It all depends on the scaling, i.e. on which parameter is taken to be small (large) in your effective description of the system.
It is customary to interpret the semiclassical parameter to be a quantity "equivalent" to $\hbar$, but going to zero. This is convenient, for in the classical scale of energies Planck's constant is comparatively very small. Equivalently, we may think of the semiclassical parameter as being representing the inverse of the "characteristic frequency" of the particle's wave (and therefore the classical limit is the limit of very high frequencies).
Another different parameter is the number of particles $N$. We may think of taking the limit $N\to\infty$ in a given $N$-particle system. It turns out that, mathematically, this is similar to taking the classical limit but the physical interpretation is quite different.
So, let's consider a system of $N$ free non-relativistic bosons of mass $1/2$. Their Hamiltonian can be written as
$$H_N=\sum_{j=1}^N -\hbar^2\Delta_{x_j}\; ;$$
where $\Delta_x$ is the Laplacian, or equivalently in "second quantization" notation
$$H_N = -\hbar^2\int_{\mathbb{R}^3}a^*(x)\Delta_x a(x)dx\; \Bigr\rvert_{L^2_s(\mathbb{R}^{3N})}\; ;$$
where the restriction to $L^2_s(\mathbb{R}^{3N})$ means that we are just considering the sector with $N$ particles (since in fact the number of particles is here conserved, and it's not so useful to consider the whole Fock space).
Now if you take the limit $N\to\infty$, you get indeed an energy functional (not an operator anymore, hence a "classical" infinite dimensional field theory) of the type
$$E(u)=-\hbar^2\int_{\mathbb{R}^3}\bar{u}(x)\Delta_x u(x)dx\; ;$$
where $u\in L^2(\mathbb{R}^3)$ is the "classical" (more properly, mean field) variable corresponding to the annihilation operator valued distribution $a(x)$. The interpretation is of a free quantum mean-field theory : $u$ represent the effective wavefunction of a single particle under the effect of all the other particles combined (that in this case reduces to a free particle, since there were no interaction). With a two body weak (in the limit $N\to\infty$) interaction you would have got the Hartree energy functional and corresponding Hartree dynamics.
If you take the limit $\hbar\to 0$ instead, you get $N$ free classical particles , with energy function
$$E(\vec{x},\vec{p})=\sum_{j=1}^N p_j^2\; ;$$
where $p_j\in\mathbb{R}^3$ is the momentum of the $j$-th particle.

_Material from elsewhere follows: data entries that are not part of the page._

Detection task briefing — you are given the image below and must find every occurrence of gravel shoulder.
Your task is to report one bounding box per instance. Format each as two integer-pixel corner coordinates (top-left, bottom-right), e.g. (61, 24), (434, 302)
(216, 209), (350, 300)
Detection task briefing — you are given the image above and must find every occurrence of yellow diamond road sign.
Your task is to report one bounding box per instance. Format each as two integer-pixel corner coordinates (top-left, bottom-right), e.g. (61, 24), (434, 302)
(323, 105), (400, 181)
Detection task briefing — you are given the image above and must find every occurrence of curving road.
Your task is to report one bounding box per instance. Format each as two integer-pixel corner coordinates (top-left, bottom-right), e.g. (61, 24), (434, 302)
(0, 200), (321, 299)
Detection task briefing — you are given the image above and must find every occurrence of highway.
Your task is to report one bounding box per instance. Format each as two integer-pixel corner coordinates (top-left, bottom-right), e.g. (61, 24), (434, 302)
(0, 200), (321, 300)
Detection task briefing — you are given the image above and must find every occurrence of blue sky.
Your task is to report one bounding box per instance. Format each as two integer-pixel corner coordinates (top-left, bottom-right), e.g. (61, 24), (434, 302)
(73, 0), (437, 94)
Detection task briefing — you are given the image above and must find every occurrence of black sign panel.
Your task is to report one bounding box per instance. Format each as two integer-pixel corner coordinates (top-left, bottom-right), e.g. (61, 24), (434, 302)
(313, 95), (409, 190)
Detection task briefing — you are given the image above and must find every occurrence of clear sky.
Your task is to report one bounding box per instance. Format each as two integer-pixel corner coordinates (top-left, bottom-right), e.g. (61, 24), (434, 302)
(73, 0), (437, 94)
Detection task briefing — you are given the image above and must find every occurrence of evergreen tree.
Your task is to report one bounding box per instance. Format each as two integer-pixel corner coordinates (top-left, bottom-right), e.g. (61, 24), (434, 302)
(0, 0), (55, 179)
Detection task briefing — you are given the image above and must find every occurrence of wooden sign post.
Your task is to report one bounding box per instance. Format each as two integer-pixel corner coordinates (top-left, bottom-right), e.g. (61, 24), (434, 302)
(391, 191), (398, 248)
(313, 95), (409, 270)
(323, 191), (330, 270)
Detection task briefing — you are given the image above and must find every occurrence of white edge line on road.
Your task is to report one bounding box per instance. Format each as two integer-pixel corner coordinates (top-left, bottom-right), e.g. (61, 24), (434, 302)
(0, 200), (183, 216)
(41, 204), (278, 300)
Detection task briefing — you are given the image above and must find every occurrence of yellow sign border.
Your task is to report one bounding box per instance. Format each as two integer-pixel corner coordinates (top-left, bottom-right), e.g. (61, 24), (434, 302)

As you see, the two limits have quite different physical intepretations, even if they're actually mathematically pretty similar. I remark that they can also be combined in a "commutative" way; in the end you would get a classical Vlasov-type evolution for infinitely many classical particles (both if you do before the $\hbar\to 0$ and then the $N\to\infty$ or vice-versa).
The situation is different if you consider a "true" QFT, where particles can be created or destroyed, e.g. photons in QED. There, the classical limit $\hbar\to 0$ directly yields, as expected, a classical field theory. On the other hand, the mean field is not so meaningful since there are quantum states with an undefined (possibly very large) number of particles; and since the number is not conserved, even if you start with a fixed number of particles, after evolution you get a state with a non-zero probability of having different numbers of particles.